Again, my body revolted and I couldn’t fathom the thought of putting anymore gel or sports drinks into my belly, but I knew I needed calories so I went in search of some more cola. I had to run a mile to get one but it gave me some relief. Running hurt, so I opted for walking. I saw a friend who asked how I was feeling and I answered “nauseous.” A sprite runner passing by us overheard that and offered me some Tums she had. It was hard to get those chalky things down but I think they helped save my run. 

Another friend in my training group who was having a hard time offered to walk/run with me so we could keep each other moving. What a blessing. 

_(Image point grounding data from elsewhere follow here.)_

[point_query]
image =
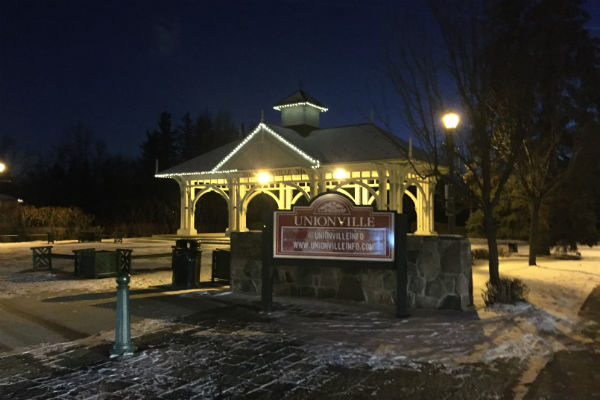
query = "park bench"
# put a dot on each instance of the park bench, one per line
(87, 263)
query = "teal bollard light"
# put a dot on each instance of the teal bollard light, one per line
(123, 345)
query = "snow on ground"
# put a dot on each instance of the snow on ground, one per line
(530, 331)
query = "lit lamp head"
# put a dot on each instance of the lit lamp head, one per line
(264, 177)
(340, 173)
(450, 120)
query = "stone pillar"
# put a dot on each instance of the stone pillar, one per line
(241, 209)
(425, 220)
(322, 183)
(364, 196)
(314, 190)
(231, 205)
(186, 222)
(383, 190)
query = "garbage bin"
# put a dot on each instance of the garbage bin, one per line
(186, 262)
(221, 264)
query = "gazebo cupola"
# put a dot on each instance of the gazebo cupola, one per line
(300, 112)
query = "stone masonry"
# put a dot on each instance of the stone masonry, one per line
(439, 274)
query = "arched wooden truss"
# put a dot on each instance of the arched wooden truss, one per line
(366, 184)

We encouraged and talked each other through our discomforts until about four miles from the finish when I caught a second wind. I managed to run all the way to that final turn where I could finally see the lights of the finish line at Fourth Street Live. Those lights drew me in like a moth to a light bulb and I was gliding.  People were screaming my name, whether they knew me or not (our names are on our bibs) and I forgot all my discomforts as I raised my arms crossing the finish line. 

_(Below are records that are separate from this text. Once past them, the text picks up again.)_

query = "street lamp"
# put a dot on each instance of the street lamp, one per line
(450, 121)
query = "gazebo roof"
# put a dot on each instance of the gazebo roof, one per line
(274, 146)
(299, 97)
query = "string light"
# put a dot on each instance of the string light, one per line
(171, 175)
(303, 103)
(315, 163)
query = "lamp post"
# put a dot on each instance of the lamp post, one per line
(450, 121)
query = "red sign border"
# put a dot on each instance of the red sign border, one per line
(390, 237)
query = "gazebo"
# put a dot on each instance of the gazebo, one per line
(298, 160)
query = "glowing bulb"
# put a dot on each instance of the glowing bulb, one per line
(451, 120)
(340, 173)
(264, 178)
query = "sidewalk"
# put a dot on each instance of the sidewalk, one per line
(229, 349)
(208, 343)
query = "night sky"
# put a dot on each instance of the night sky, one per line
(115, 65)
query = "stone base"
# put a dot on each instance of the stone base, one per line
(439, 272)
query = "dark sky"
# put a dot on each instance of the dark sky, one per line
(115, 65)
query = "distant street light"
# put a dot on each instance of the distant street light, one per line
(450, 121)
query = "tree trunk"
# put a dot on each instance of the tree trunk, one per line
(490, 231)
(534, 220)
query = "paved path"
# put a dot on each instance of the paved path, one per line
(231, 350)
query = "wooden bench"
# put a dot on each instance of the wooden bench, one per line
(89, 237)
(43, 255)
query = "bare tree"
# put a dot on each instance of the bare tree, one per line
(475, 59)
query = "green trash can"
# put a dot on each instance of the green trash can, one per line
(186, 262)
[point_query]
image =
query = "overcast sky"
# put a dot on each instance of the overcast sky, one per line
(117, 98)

It didn’t matter that my everything hurt or that my goal time was missed. One of my training partners said to me that it’s not figuring out how to get through the good parts of the race but figuring out how to get through the tough parts that makes someone an Ironman. 

I still received the same finisher’s medal, hat, backpack and T-shirt that all the other finishers received.  

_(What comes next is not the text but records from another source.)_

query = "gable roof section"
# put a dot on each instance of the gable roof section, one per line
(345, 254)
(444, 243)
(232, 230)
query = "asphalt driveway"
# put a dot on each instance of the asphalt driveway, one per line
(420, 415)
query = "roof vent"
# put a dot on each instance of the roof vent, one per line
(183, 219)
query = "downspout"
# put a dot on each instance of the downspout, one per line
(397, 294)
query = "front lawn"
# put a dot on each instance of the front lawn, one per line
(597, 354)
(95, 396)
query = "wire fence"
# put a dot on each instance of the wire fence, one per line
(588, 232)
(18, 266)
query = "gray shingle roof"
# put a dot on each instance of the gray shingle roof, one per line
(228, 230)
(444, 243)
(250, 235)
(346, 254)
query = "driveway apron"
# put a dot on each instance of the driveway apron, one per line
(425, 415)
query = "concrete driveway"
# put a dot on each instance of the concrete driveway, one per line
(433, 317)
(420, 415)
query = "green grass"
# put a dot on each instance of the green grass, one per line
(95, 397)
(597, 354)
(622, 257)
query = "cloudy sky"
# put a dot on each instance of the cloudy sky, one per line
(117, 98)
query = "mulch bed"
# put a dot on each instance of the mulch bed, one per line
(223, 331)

All that mattered to me was that I overcame hurdles and crossed that line to become an Ironman. 

This journey taught me a lot about myself and my abilities. I was touched by strangers, cheered on by friends and family and made some lasting friendships through my training group. I am forever indebted to all the encouragement, kind gestures and generosity I received and I thank everyone for their support, locally and out of town. I hope I inspired at least one person to get out there and challenge themselves to do something they’ve never done. It doesn’t have to be something as big as an Ironman but pick an activity that’s important and exciting to you. I promise, it will be worth it.